The Pages Of History: New Book To Chronicle TC Libraries' History
By Ross Boissoneau | Nov. 29, 2020
Most everyone knows the history of the Traverse Area District Library: It used to be on Sixth Street and now it’s on Woodmere. But there’s so much more to the story, from its humble beginnings in the 19th century to moves to new locations, a near merger and the difficulties around the fight to create the “new” library on Woodmere in the 80s and 90s. It’s all part of an upcoming book tracing the history of libraries in Traverse City by author Heather Shumaker.
Shumaker has written a number of what she calls “life stories” for area non-profits and for families. She’s also authored books on parenting, a middle grade novel, and most recently Saving Arcadia, a suspenseful nonfiction book about the preservation of Arcadia Dunes. “Anne Magoun and Ann Swaney approached me because they knew the work I’d done,” says Shumaker.
She found the assignment particularly appropriate. “One of the first places I went to when I moved here was the Sixth Street library and got a library card.”
Magoun and Swaney are the co-chairs of the Committee to Record the Story of Traverse Area Libraries, a.k.a. CRSTAL. Magoun says the notion of writing a book about the trials, travails and finally success of building the library on Woodmere had been on her mind for years. “It’s been on the back burner for a number of people,” she says.
The first attempt to pass a millage to fund a new library in 1989 faced so much opposition the idea was tabled. When revived two years later, the issue failed. It wasn’t until 1996 that it passed, leading to the construction of the building on Woodmere.
Swaney says the approach was broadened from its original concept once they got Shumaker on board. She believed with their shared interest in history, it just made sense to start at the beginning. “Anne Magoun and I are both research geeks. The whole thing is exciting,” Swaney says.
Shumaker concurs. “The library story in Traverse City starts in the 1850s with the township library, but it was haphazard,” says Shumaker, noting it was just a couple shelves of books. In 1869, the Ladies’ Library Association was formed, which started a more formal library.
The two moved to different locations, even sharing the same building (though the collections remained separate), before finding a more permanent home on Sixth Street when the Carnegie Library opened in 1905. Its continued growth led to an expansion, before the new building on Woodmere opened in 1999.

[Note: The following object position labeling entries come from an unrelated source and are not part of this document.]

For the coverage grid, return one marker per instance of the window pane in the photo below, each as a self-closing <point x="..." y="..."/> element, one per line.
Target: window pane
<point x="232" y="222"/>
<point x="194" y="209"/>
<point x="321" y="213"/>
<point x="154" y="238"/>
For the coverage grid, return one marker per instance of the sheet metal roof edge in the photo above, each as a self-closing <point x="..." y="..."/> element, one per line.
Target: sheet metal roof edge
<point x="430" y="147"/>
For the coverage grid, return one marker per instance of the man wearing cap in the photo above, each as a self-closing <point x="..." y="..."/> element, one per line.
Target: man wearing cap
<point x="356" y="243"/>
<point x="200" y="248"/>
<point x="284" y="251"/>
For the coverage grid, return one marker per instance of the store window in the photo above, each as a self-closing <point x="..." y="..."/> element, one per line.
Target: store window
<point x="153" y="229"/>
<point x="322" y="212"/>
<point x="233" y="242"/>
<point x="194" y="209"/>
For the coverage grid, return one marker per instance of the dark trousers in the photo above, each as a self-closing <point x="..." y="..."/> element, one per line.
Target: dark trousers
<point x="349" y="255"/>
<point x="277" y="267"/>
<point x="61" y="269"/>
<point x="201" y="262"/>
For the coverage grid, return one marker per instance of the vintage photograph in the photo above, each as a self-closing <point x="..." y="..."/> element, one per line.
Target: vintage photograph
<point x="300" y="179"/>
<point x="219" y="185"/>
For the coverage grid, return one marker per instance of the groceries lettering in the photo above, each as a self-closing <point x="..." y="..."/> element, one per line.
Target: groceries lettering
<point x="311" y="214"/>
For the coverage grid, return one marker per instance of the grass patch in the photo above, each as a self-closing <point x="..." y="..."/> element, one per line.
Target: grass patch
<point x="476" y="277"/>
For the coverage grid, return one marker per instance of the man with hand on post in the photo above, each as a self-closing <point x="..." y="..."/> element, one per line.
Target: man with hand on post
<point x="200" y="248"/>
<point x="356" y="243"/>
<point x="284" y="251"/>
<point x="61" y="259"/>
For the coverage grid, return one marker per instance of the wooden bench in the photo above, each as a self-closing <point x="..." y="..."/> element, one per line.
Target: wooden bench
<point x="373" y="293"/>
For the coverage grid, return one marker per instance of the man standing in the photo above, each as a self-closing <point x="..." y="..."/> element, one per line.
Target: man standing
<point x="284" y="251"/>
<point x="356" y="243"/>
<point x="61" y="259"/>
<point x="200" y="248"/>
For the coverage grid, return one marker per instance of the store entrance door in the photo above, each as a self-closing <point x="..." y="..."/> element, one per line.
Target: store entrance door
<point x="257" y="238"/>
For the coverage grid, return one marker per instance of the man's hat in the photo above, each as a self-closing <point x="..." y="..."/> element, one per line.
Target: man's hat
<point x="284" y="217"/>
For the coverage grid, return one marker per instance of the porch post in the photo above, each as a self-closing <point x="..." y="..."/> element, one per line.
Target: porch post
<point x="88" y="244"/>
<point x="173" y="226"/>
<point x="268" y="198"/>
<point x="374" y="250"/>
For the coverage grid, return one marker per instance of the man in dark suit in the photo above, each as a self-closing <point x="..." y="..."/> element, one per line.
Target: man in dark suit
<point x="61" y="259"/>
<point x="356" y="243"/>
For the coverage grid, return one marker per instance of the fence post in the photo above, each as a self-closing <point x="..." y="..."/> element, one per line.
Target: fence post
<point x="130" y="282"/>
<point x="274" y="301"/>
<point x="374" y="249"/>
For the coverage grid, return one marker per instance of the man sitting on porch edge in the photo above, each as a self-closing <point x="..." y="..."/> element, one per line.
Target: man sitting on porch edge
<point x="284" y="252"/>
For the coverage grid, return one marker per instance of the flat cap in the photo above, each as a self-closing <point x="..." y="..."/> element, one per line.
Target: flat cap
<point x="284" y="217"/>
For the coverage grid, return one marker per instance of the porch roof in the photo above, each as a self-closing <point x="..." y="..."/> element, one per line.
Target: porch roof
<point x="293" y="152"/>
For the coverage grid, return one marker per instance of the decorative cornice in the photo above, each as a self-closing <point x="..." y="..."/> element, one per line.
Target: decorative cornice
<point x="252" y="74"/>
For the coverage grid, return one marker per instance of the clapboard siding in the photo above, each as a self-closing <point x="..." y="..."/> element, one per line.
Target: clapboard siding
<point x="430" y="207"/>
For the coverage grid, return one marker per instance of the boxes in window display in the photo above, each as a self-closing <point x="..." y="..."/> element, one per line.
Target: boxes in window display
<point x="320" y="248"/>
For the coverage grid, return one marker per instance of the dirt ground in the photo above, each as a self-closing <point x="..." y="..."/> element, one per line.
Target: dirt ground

“There are lots of tidbits,” says Shumaker of the history she has uncovered in her research. “Libraries were considered women’s work, like education and teaching morality.”
She says there are several parallels between the original library’s success and the eventually successful effort to fund and build the current main Traverse Area District Library. “There are a lot of tie-ins from the Ladies’ Library to the effort in the 1990s to build the one on Woodmere. The League of Women Voters really spearheaded it. There were men too, but a lot of strong women.”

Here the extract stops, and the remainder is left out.